If you budget allows, buy the SDS speed control. It will take care of the problem.
I knew I should have said "no SDS". :) When I had an ultra-tricked out Scoutmaster setup a few years ago I had it, and found *little* difference. I have very clean AC.
I don't think that's the problem.
I think a Scout rim drive could be killer and is probably the best bet.
(I will never forget a demo of the Teres rim drive at RMAF 07. Took that already stellar table to another level.)
I should probably try a thread first, if that will work.
By the way I tried moving the motor assy farther from the platter tonight and that actually made a difference from the better.
Ok, you are rather right - I contradicted myself. I complained of lack of speed stability and a speed controller will certainly address that.
I think the motor drive with the rubber belt has issues other than speed stability, actually - it may just be a lack of drive ability. As in the sort an idler gives you.
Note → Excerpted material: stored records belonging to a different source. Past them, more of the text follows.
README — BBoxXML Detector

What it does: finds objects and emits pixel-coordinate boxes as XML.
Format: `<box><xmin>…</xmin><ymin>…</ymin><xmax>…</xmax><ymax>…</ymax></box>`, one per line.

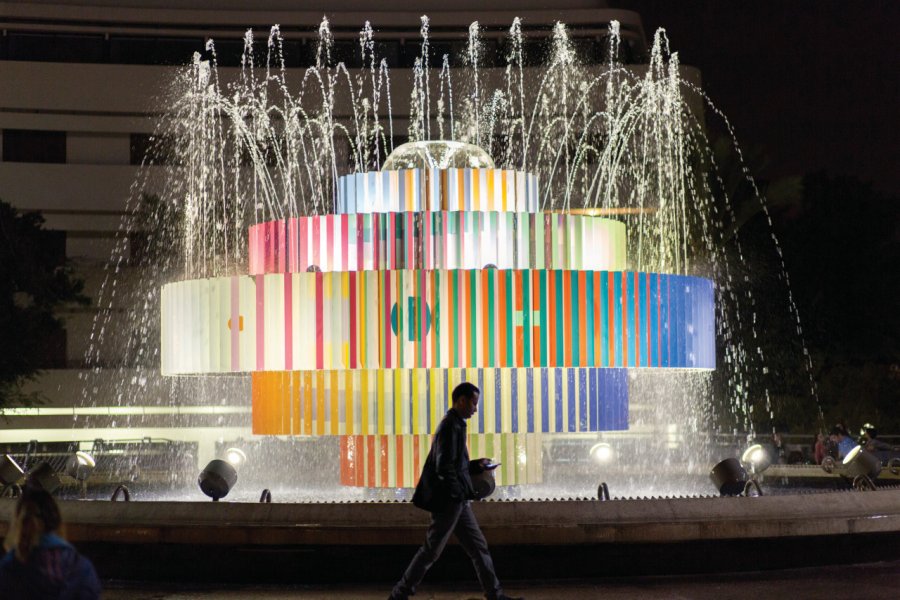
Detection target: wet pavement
<box><xmin>104</xmin><ymin>559</ymin><xmax>900</xmax><ymax>599</ymax></box>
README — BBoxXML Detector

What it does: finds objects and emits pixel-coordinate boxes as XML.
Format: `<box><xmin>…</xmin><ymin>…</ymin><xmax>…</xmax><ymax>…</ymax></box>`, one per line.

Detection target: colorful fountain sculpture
<box><xmin>160</xmin><ymin>141</ymin><xmax>715</xmax><ymax>490</ymax></box>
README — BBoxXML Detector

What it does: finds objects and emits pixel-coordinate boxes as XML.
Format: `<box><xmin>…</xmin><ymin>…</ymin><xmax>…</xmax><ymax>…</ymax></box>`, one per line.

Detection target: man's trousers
<box><xmin>391</xmin><ymin>501</ymin><xmax>503</xmax><ymax>599</ymax></box>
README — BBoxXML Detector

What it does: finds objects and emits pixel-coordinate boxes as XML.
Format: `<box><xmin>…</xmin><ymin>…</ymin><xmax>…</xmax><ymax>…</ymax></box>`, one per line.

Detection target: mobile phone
<box><xmin>484</xmin><ymin>462</ymin><xmax>501</xmax><ymax>469</ymax></box>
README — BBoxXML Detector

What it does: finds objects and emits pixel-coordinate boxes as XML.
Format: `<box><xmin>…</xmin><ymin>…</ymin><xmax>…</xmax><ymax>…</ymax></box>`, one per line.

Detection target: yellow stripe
<box><xmin>376</xmin><ymin>368</ymin><xmax>385</xmax><ymax>434</ymax></box>
<box><xmin>361</xmin><ymin>369</ymin><xmax>369</xmax><ymax>435</ymax></box>
<box><xmin>330</xmin><ymin>369</ymin><xmax>339</xmax><ymax>435</ymax></box>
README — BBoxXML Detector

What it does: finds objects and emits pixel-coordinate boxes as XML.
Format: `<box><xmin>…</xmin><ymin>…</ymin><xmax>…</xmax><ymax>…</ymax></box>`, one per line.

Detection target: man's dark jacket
<box><xmin>412</xmin><ymin>408</ymin><xmax>482</xmax><ymax>512</ymax></box>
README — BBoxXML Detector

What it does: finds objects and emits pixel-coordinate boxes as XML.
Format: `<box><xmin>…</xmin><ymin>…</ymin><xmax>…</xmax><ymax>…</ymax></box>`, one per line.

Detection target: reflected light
<box><xmin>589</xmin><ymin>442</ymin><xmax>614</xmax><ymax>464</ymax></box>
<box><xmin>225</xmin><ymin>447</ymin><xmax>247</xmax><ymax>468</ymax></box>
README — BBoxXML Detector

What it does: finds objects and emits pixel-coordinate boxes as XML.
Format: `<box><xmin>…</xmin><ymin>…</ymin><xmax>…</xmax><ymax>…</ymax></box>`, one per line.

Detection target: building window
<box><xmin>6</xmin><ymin>32</ymin><xmax>105</xmax><ymax>63</ymax></box>
<box><xmin>2</xmin><ymin>129</ymin><xmax>67</xmax><ymax>163</ymax></box>
<box><xmin>130</xmin><ymin>133</ymin><xmax>180</xmax><ymax>166</ymax></box>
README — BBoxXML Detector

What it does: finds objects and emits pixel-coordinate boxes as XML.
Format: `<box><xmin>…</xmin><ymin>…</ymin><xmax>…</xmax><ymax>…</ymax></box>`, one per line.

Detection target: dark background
<box><xmin>614</xmin><ymin>0</ymin><xmax>900</xmax><ymax>197</ymax></box>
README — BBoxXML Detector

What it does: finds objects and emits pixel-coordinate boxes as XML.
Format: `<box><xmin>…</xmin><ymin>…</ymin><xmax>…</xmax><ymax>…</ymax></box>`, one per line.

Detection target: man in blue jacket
<box><xmin>389</xmin><ymin>382</ymin><xmax>523</xmax><ymax>600</ymax></box>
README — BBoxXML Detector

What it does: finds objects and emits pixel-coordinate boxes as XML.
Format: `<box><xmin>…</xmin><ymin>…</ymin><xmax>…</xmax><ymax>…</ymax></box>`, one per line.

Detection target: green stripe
<box><xmin>522</xmin><ymin>270</ymin><xmax>531</xmax><ymax>366</ymax></box>
<box><xmin>469</xmin><ymin>270</ymin><xmax>477</xmax><ymax>367</ymax></box>
<box><xmin>451</xmin><ymin>270</ymin><xmax>459</xmax><ymax>367</ymax></box>
<box><xmin>434</xmin><ymin>271</ymin><xmax>441</xmax><ymax>367</ymax></box>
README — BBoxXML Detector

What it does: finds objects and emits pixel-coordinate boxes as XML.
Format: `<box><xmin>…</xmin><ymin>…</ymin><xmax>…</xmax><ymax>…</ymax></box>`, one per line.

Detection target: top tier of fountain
<box><xmin>382</xmin><ymin>140</ymin><xmax>496</xmax><ymax>171</ymax></box>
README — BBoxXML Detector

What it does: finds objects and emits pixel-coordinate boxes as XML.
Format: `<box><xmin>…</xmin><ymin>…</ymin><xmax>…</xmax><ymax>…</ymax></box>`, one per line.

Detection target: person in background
<box><xmin>0</xmin><ymin>486</ymin><xmax>101</xmax><ymax>599</ymax></box>
<box><xmin>814</xmin><ymin>432</ymin><xmax>827</xmax><ymax>464</ymax></box>
<box><xmin>829</xmin><ymin>425</ymin><xmax>858</xmax><ymax>460</ymax></box>
<box><xmin>860</xmin><ymin>423</ymin><xmax>893</xmax><ymax>453</ymax></box>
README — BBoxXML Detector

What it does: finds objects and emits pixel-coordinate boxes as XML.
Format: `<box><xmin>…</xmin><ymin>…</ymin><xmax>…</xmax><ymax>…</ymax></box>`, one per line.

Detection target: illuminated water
<box><xmin>74</xmin><ymin>18</ymin><xmax>819</xmax><ymax>502</ymax></box>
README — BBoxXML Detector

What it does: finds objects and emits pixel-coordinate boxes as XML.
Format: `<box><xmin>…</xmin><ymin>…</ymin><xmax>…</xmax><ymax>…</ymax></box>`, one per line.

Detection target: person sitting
<box><xmin>829</xmin><ymin>426</ymin><xmax>858</xmax><ymax>460</ymax></box>
<box><xmin>0</xmin><ymin>486</ymin><xmax>101</xmax><ymax>599</ymax></box>
<box><xmin>814</xmin><ymin>433</ymin><xmax>827</xmax><ymax>464</ymax></box>
<box><xmin>860</xmin><ymin>423</ymin><xmax>893</xmax><ymax>452</ymax></box>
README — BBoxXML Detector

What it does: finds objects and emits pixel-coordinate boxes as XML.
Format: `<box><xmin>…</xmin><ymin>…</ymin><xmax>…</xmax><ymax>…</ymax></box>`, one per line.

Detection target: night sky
<box><xmin>613</xmin><ymin>1</ymin><xmax>900</xmax><ymax>197</ymax></box>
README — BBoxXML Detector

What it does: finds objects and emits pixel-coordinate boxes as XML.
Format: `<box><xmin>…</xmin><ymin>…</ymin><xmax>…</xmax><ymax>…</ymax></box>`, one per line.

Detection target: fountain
<box><xmin>3</xmin><ymin>16</ymin><xmax>898</xmax><ymax>581</ymax></box>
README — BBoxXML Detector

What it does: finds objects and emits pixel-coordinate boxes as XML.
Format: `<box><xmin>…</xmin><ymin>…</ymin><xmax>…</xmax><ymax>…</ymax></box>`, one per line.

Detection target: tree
<box><xmin>0</xmin><ymin>199</ymin><xmax>88</xmax><ymax>410</ymax></box>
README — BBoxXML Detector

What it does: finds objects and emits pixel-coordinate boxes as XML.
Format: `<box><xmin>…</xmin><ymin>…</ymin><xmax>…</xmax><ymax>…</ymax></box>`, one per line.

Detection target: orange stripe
<box><xmin>487</xmin><ymin>170</ymin><xmax>495</xmax><ymax>210</ymax></box>
<box><xmin>441</xmin><ymin>170</ymin><xmax>449</xmax><ymax>210</ymax></box>
<box><xmin>366</xmin><ymin>435</ymin><xmax>376</xmax><ymax>486</ymax></box>
<box><xmin>291</xmin><ymin>371</ymin><xmax>301</xmax><ymax>435</ymax></box>
<box><xmin>578</xmin><ymin>271</ymin><xmax>587</xmax><ymax>367</ymax></box>
<box><xmin>457</xmin><ymin>169</ymin><xmax>465</xmax><ymax>210</ymax></box>
<box><xmin>548</xmin><ymin>271</ymin><xmax>557</xmax><ymax>366</ymax></box>
<box><xmin>303</xmin><ymin>371</ymin><xmax>313</xmax><ymax>435</ymax></box>
<box><xmin>316</xmin><ymin>370</ymin><xmax>326</xmax><ymax>435</ymax></box>
<box><xmin>515</xmin><ymin>270</ymin><xmax>524</xmax><ymax>366</ymax></box>
<box><xmin>607</xmin><ymin>272</ymin><xmax>615</xmax><ymax>366</ymax></box>
<box><xmin>498</xmin><ymin>272</ymin><xmax>507</xmax><ymax>367</ymax></box>
<box><xmin>396</xmin><ymin>436</ymin><xmax>404</xmax><ymax>488</ymax></box>
<box><xmin>405</xmin><ymin>170</ymin><xmax>414</xmax><ymax>210</ymax></box>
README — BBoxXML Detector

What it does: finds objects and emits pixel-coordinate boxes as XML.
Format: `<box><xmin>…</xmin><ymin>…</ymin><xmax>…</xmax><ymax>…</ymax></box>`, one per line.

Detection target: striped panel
<box><xmin>248</xmin><ymin>213</ymin><xmax>626</xmax><ymax>274</ymax></box>
<box><xmin>251</xmin><ymin>368</ymin><xmax>629</xmax><ymax>435</ymax></box>
<box><xmin>161</xmin><ymin>271</ymin><xmax>715</xmax><ymax>374</ymax></box>
<box><xmin>336</xmin><ymin>169</ymin><xmax>540</xmax><ymax>213</ymax></box>
<box><xmin>339</xmin><ymin>432</ymin><xmax>543</xmax><ymax>488</ymax></box>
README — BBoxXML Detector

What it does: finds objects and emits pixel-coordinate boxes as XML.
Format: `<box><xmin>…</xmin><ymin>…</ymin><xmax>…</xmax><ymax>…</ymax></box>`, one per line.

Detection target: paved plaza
<box><xmin>104</xmin><ymin>559</ymin><xmax>900</xmax><ymax>599</ymax></box>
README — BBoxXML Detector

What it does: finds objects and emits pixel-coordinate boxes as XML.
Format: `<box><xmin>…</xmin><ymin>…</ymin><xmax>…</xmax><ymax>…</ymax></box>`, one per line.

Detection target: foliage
<box><xmin>0</xmin><ymin>200</ymin><xmax>89</xmax><ymax>410</ymax></box>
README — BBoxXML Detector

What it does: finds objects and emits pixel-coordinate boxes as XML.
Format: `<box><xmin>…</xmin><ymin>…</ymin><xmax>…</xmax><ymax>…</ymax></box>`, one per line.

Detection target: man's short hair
<box><xmin>452</xmin><ymin>382</ymin><xmax>480</xmax><ymax>404</ymax></box>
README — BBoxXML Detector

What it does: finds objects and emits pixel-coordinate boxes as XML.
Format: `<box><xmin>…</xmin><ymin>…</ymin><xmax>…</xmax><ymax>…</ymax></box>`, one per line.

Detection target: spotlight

That is the sort of difference a rim drive brings as well.
I am going to look into a rim drive setup.
I have solved the speed problem with the addition of a used PS Audio P-300. It stabilizes the voltage provided to the motor, $400. I wound up getting the 300RPM motor as well, which helped. I tried converting to string drive, but gave that up, the smaller diameter string changes the speed, so you would have to go with the SDS to use it.
This setup works very well for me. I agree with you about proper isolation, it has worked wonders. To better this would require much more money to be spent, I believe.
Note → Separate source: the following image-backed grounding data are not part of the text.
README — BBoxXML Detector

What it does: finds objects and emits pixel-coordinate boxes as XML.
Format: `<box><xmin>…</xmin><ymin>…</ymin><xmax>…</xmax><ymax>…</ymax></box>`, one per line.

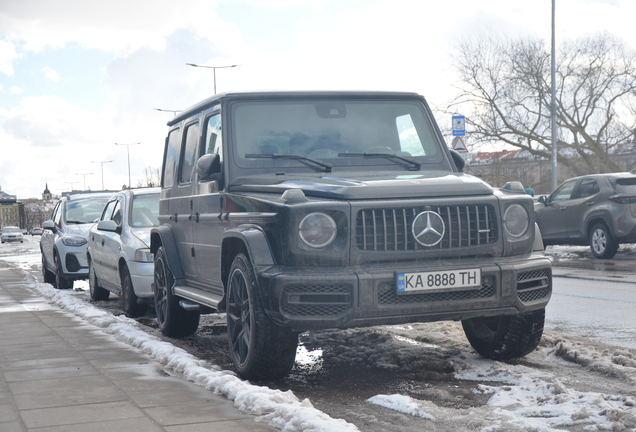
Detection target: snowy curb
<box><xmin>22</xmin><ymin>273</ymin><xmax>358</xmax><ymax>432</ymax></box>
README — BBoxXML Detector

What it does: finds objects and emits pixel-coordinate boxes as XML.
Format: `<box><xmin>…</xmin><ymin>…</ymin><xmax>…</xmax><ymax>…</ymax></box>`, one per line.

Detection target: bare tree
<box><xmin>135</xmin><ymin>167</ymin><xmax>162</xmax><ymax>188</ymax></box>
<box><xmin>446</xmin><ymin>31</ymin><xmax>636</xmax><ymax>175</ymax></box>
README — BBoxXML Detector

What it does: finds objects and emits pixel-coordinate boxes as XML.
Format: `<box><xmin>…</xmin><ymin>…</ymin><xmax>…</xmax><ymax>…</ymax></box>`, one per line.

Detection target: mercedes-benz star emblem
<box><xmin>412</xmin><ymin>211</ymin><xmax>445</xmax><ymax>247</ymax></box>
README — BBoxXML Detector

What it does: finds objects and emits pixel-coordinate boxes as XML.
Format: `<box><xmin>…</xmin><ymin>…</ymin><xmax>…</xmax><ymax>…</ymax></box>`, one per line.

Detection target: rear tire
<box><xmin>227</xmin><ymin>253</ymin><xmax>298</xmax><ymax>380</ymax></box>
<box><xmin>462</xmin><ymin>308</ymin><xmax>545</xmax><ymax>360</ymax></box>
<box><xmin>88</xmin><ymin>260</ymin><xmax>110</xmax><ymax>300</ymax></box>
<box><xmin>589</xmin><ymin>222</ymin><xmax>618</xmax><ymax>259</ymax></box>
<box><xmin>121</xmin><ymin>265</ymin><xmax>146</xmax><ymax>318</ymax></box>
<box><xmin>153</xmin><ymin>246</ymin><xmax>200</xmax><ymax>337</ymax></box>
<box><xmin>54</xmin><ymin>253</ymin><xmax>72</xmax><ymax>290</ymax></box>
<box><xmin>42</xmin><ymin>253</ymin><xmax>55</xmax><ymax>284</ymax></box>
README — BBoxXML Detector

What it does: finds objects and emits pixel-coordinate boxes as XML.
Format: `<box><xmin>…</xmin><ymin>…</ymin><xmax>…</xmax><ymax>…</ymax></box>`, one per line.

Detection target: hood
<box><xmin>66</xmin><ymin>223</ymin><xmax>94</xmax><ymax>238</ymax></box>
<box><xmin>131</xmin><ymin>228</ymin><xmax>151</xmax><ymax>247</ymax></box>
<box><xmin>229</xmin><ymin>170</ymin><xmax>493</xmax><ymax>200</ymax></box>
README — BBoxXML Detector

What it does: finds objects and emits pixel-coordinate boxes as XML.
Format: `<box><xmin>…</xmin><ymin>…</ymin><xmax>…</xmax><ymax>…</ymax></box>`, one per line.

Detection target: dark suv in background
<box><xmin>151</xmin><ymin>90</ymin><xmax>552</xmax><ymax>380</ymax></box>
<box><xmin>535</xmin><ymin>173</ymin><xmax>636</xmax><ymax>258</ymax></box>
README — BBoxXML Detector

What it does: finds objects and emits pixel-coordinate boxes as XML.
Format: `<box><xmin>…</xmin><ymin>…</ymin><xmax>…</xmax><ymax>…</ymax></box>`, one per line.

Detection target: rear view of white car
<box><xmin>40</xmin><ymin>193</ymin><xmax>112</xmax><ymax>289</ymax></box>
<box><xmin>87</xmin><ymin>188</ymin><xmax>160</xmax><ymax>317</ymax></box>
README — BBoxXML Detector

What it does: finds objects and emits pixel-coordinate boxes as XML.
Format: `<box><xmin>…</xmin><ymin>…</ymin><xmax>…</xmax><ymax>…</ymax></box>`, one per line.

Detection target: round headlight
<box><xmin>503</xmin><ymin>204</ymin><xmax>529</xmax><ymax>238</ymax></box>
<box><xmin>299</xmin><ymin>213</ymin><xmax>337</xmax><ymax>248</ymax></box>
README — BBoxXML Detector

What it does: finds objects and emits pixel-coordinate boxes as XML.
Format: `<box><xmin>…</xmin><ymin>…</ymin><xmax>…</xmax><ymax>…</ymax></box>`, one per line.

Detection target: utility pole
<box><xmin>550</xmin><ymin>0</ymin><xmax>558</xmax><ymax>191</ymax></box>
<box><xmin>75</xmin><ymin>172</ymin><xmax>93</xmax><ymax>190</ymax></box>
<box><xmin>91</xmin><ymin>160</ymin><xmax>113</xmax><ymax>191</ymax></box>
<box><xmin>114</xmin><ymin>143</ymin><xmax>141</xmax><ymax>188</ymax></box>
<box><xmin>186</xmin><ymin>63</ymin><xmax>240</xmax><ymax>94</ymax></box>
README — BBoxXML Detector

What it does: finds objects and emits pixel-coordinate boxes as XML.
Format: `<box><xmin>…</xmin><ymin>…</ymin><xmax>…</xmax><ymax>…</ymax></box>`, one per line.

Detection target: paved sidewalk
<box><xmin>0</xmin><ymin>264</ymin><xmax>276</xmax><ymax>432</ymax></box>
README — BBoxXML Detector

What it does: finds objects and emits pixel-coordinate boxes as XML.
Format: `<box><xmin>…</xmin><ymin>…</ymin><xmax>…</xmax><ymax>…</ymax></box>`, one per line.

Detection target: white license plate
<box><xmin>396</xmin><ymin>268</ymin><xmax>481</xmax><ymax>293</ymax></box>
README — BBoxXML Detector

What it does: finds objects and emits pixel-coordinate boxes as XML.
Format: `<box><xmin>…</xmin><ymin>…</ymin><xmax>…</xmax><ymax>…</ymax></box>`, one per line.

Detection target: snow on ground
<box><xmin>3</xmin><ymin>241</ymin><xmax>636</xmax><ymax>431</ymax></box>
<box><xmin>22</xmin><ymin>274</ymin><xmax>358</xmax><ymax>431</ymax></box>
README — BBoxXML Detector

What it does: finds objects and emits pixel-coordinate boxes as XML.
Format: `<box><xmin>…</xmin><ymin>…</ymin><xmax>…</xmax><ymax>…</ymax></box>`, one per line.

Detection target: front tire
<box><xmin>589</xmin><ymin>222</ymin><xmax>618</xmax><ymax>259</ymax></box>
<box><xmin>54</xmin><ymin>253</ymin><xmax>72</xmax><ymax>290</ymax></box>
<box><xmin>89</xmin><ymin>260</ymin><xmax>110</xmax><ymax>300</ymax></box>
<box><xmin>121</xmin><ymin>265</ymin><xmax>146</xmax><ymax>318</ymax></box>
<box><xmin>42</xmin><ymin>253</ymin><xmax>55</xmax><ymax>284</ymax></box>
<box><xmin>153</xmin><ymin>246</ymin><xmax>200</xmax><ymax>337</ymax></box>
<box><xmin>462</xmin><ymin>308</ymin><xmax>545</xmax><ymax>360</ymax></box>
<box><xmin>227</xmin><ymin>253</ymin><xmax>298</xmax><ymax>380</ymax></box>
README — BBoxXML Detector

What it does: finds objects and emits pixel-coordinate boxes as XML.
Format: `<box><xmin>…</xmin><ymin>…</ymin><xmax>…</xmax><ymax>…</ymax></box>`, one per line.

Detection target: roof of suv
<box><xmin>167</xmin><ymin>90</ymin><xmax>425</xmax><ymax>127</ymax></box>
A couple of things... The SDS will do nothing for you if your turntable speed is not stable. In other words, there are two flavors to the problem - stable speed but not at 33 1/3 and unstable speed. The SDS will only solve problem number one.
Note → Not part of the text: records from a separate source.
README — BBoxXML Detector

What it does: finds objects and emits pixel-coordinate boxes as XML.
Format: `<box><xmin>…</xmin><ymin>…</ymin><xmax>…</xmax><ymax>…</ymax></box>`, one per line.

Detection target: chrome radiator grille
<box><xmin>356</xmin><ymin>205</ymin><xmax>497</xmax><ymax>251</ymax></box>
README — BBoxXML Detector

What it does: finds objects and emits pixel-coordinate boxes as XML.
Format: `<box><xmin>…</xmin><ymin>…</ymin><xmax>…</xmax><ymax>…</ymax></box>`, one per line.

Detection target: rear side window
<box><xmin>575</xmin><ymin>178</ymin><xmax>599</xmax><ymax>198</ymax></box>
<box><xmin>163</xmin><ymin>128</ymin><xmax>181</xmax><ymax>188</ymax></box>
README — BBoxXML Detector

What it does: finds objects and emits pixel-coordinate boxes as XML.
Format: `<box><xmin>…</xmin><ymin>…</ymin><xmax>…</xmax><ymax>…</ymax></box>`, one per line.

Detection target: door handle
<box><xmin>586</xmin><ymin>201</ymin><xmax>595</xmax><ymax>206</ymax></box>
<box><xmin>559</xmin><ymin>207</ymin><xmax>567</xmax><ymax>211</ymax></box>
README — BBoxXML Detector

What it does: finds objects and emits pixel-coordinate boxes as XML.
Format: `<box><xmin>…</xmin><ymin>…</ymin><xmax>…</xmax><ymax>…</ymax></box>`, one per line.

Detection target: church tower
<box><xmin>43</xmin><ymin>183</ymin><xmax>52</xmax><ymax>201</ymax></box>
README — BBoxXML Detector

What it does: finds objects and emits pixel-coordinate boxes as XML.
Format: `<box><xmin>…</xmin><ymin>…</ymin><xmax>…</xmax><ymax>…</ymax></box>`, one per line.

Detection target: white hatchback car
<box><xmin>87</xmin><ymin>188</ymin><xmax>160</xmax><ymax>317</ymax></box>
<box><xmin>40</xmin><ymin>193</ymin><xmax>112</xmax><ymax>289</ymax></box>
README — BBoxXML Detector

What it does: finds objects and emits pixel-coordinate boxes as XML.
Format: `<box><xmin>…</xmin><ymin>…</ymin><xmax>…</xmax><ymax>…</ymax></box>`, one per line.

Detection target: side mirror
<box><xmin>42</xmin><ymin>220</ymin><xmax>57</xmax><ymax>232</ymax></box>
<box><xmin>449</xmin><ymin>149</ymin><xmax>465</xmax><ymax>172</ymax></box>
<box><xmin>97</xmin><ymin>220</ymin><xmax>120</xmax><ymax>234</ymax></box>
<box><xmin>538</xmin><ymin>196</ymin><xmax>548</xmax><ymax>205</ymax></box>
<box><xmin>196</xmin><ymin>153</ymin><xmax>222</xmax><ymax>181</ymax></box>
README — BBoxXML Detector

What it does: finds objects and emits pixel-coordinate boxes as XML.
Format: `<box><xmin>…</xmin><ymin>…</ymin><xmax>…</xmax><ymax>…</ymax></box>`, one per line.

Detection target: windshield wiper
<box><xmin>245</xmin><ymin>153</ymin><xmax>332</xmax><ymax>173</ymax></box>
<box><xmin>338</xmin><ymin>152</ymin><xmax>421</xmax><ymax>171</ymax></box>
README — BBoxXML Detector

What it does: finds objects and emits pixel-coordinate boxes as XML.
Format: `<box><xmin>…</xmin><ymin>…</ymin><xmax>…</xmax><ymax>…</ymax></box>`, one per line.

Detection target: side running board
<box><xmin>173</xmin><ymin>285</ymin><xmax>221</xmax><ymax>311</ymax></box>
Second, as far as I know, the rim drive doesn't work with the Scout. You need a Scoutmaster, HR-X, or TNT-6 to use the rim drive.
I've found that speed instability is most likely caused on the Scout by a worn belt. Try replacing it. Other than that, make sure the table is level and the platter bearing is lubricated with white lithium grease.
Hi Paul, I have a VPI Scout with the Super Platter and SDS system and the 300 rpm motor . The tt and motor assembly sit on a sand box containing about 80 lbs. of sand. Once set, I notice no speed instability at all. It is on a dedicated 20 amp circuit for power and the voltage at the wall outlet runs 122-124 volts.
When I got the Super Platter Harry sent with it a new belt that was different from the one that came originally with the Scout.
I should clarify one thing I said in my earlier post in regard to the statement "The SDS will do nothing for you if your turntable speed is not stable.". The SDS can help with stability by providing a clean, stable source of power to the motor.
But, in my experience, speed stability problems have usually been unrelated to power delivery. But there are certainly places in the U.S. and the rest of the world that have less-than-stellar power delivery. The SDS should provide improved stability in those places. I live in Chicago, which is generally known to have very good power delivery. So it's not really an issue for me. The SDS is still valuable as a means of getting exact 33 1/3 speed.